Pirou est un ancien château de la Basse-Normandie, assis sur la côte du Cotentin, entre Coutances et Lessay. Il fut aussi habité par des fées, qui avaient subi une métamorphose singulière. Ces fées étaient filles d’un grand seigneur du pays, célèbre magicien ; elles avaient bâti le château de Pirou, bien des années avant l’invasion des Normands, et elles y passaient leurs jours ensemble dans la plus édifiante union.

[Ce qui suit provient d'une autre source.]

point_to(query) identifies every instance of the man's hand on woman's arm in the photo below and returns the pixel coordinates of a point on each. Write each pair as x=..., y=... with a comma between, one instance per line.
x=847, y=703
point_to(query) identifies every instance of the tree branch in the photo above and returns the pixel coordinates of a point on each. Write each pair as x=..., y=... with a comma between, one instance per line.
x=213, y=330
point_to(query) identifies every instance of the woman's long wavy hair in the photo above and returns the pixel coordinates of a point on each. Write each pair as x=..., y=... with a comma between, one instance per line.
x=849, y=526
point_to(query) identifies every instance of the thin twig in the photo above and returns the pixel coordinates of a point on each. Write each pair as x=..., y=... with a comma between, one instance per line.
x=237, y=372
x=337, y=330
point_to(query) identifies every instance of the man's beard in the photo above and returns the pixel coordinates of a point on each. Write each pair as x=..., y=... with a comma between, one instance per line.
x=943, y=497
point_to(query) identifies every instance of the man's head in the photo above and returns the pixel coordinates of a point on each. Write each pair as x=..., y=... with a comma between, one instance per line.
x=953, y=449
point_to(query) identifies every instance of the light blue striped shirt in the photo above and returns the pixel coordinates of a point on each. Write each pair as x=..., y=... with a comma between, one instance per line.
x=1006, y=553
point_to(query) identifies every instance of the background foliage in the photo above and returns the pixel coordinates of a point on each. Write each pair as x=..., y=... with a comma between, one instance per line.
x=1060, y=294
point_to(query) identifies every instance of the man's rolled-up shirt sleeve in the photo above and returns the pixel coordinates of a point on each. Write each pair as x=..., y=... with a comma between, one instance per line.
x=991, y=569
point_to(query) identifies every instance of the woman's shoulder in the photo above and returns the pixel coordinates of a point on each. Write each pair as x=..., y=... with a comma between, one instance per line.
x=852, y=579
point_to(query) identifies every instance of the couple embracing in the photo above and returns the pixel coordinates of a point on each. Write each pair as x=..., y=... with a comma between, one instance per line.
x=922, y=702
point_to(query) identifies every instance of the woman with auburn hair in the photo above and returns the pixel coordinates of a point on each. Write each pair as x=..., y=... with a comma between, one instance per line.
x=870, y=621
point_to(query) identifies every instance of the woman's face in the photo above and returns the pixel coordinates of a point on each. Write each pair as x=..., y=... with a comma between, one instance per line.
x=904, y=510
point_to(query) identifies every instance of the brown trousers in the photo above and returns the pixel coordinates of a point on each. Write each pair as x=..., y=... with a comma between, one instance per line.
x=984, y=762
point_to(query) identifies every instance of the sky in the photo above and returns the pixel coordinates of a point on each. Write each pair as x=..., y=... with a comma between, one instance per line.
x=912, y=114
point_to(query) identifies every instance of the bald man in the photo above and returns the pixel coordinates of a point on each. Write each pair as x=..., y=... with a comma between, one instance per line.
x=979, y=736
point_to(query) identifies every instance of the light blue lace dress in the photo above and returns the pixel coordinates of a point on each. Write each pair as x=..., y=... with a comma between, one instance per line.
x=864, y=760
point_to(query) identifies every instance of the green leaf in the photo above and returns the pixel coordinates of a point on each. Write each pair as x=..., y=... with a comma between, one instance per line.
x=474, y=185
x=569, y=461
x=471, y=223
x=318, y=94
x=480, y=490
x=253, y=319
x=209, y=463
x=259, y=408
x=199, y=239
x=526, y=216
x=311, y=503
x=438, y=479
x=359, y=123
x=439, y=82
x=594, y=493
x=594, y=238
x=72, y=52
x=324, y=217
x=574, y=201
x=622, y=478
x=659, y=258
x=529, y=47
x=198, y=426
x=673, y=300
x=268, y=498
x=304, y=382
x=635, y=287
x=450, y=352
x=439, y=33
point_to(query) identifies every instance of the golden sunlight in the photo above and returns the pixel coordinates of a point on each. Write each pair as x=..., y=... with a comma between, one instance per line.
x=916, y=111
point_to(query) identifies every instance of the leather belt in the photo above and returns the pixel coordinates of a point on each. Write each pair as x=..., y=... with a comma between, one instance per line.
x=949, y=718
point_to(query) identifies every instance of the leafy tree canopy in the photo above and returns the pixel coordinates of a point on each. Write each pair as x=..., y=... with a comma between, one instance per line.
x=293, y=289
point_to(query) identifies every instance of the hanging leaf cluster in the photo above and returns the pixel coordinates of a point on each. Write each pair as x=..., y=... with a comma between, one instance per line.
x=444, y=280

Troublées dans leur solitude par la descente des pirates norwégiens, et redoutant les violences de ces barbares, elles imaginèrent, pour s’y soustraire, de se transformer en oies sauvages. Il n’est que la vieillesse et l’expérience pour s’inventer d’admirables précautions[2] ! Malgré leur métamorphose, les fées de Pirou n’abandonnèrent pas leur demeure. Les anciens du pays vous confirmeront que, tous les ans, le 1er  de mars, une troupe d’oies sauvages revenaient habiter les nids qu’elles s’étaient creusés dans les murs du château de Pirou.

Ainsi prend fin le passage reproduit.